The “Do Nots” for an Entrepreneur

Don’t avoid people or their feedback: There is a tendency for entrepreneurs – especially young ones – to operate in lonely silos. They work quietly out of their home or office, silently building a product based on a narrow vision owing to their inexperience. It’s a poor habit to have because one misses out on incredible opportunities this way.

I know this because I was exactly as described above back in college. Now – while I remain introverted – I make an effort to get out of my comfort zone, and regularly meet a wide variety of people, mainly target customers for PriceOye.pk. They are my greatest source of learning.
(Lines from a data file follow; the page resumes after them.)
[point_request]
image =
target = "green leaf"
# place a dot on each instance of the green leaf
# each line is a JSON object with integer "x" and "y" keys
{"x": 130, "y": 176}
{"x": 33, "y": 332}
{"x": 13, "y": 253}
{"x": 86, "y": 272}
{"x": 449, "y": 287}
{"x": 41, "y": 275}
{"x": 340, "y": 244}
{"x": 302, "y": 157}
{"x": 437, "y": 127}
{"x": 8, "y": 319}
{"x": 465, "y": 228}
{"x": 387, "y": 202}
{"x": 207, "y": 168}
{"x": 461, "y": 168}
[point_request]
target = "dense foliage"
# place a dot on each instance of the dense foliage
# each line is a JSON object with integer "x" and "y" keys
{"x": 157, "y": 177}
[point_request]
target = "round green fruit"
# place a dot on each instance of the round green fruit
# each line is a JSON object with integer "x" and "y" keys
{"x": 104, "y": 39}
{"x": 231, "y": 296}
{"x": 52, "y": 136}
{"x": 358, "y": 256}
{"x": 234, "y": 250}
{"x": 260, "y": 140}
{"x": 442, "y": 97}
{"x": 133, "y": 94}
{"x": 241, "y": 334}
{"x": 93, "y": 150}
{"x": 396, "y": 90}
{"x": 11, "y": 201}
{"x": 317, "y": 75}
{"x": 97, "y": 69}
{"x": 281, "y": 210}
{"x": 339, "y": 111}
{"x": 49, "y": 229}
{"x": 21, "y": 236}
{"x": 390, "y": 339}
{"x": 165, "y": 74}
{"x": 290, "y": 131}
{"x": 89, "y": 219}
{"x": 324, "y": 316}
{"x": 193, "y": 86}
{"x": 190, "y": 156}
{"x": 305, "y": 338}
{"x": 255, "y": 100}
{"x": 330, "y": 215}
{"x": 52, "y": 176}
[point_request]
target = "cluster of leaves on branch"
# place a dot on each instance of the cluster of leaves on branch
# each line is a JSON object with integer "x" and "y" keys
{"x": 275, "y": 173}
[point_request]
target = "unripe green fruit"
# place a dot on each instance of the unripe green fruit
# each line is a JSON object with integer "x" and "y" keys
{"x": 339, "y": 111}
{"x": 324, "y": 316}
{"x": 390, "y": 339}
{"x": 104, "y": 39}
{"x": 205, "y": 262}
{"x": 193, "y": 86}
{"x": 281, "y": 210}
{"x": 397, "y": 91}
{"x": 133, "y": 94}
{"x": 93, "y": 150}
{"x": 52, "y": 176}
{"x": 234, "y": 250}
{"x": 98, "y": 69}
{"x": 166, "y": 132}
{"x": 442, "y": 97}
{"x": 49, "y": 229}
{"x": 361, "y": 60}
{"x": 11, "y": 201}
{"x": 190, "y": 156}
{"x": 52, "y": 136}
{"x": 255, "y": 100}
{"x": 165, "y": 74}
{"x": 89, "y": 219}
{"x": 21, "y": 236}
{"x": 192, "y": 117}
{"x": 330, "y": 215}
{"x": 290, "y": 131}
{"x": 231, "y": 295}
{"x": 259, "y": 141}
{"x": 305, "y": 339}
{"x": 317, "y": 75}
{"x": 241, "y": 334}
Meeting people – particularly new ones – is a powerful experience. I would go as much to say it is roughly equal to travelling to a new country in terms of how the experience transforms you. It’s a great way to expose yourself to new ideas, points of view, and to learn lessons from other people’s life experiences. It makes you a wiser, and more knowledgeable founder which directly, and positively affects your startup.

… But also don’t care what certain people say: Ours is a society averse to entrepreneurship. You’ll hear the same thing from aunties, uncles, phuphos and mamoos alike. They’ll keep pushing you to ditch your “software ka business” and join some multinational company they see on TV between commercial breaks.

You should pay no heed to these folks.

Firstly because they simply don’t understand entrepreneurship and its exciting potential; after all, they were born in an entirely different era. Secondly, because such people often end up being the same folks who show-off their relation to you when, several years from now, you succeed at a much grander scale than anyone working a 9-to-5.

This doesn’t mean you lose the support of close family and friends, however. You should actively work to nurture their support for you, as it can make or break your startup.

Fellow entrepreneurs, you have taken the path less travelled. Startups are tough, but you are tougher – or you will be when everything’s said and done. I believe there really is no downside to this lifestyle. If you succeed, you’ll have built a multi-million dollar business. If you fail, you’ll have gained skills that will take you far in life anyway!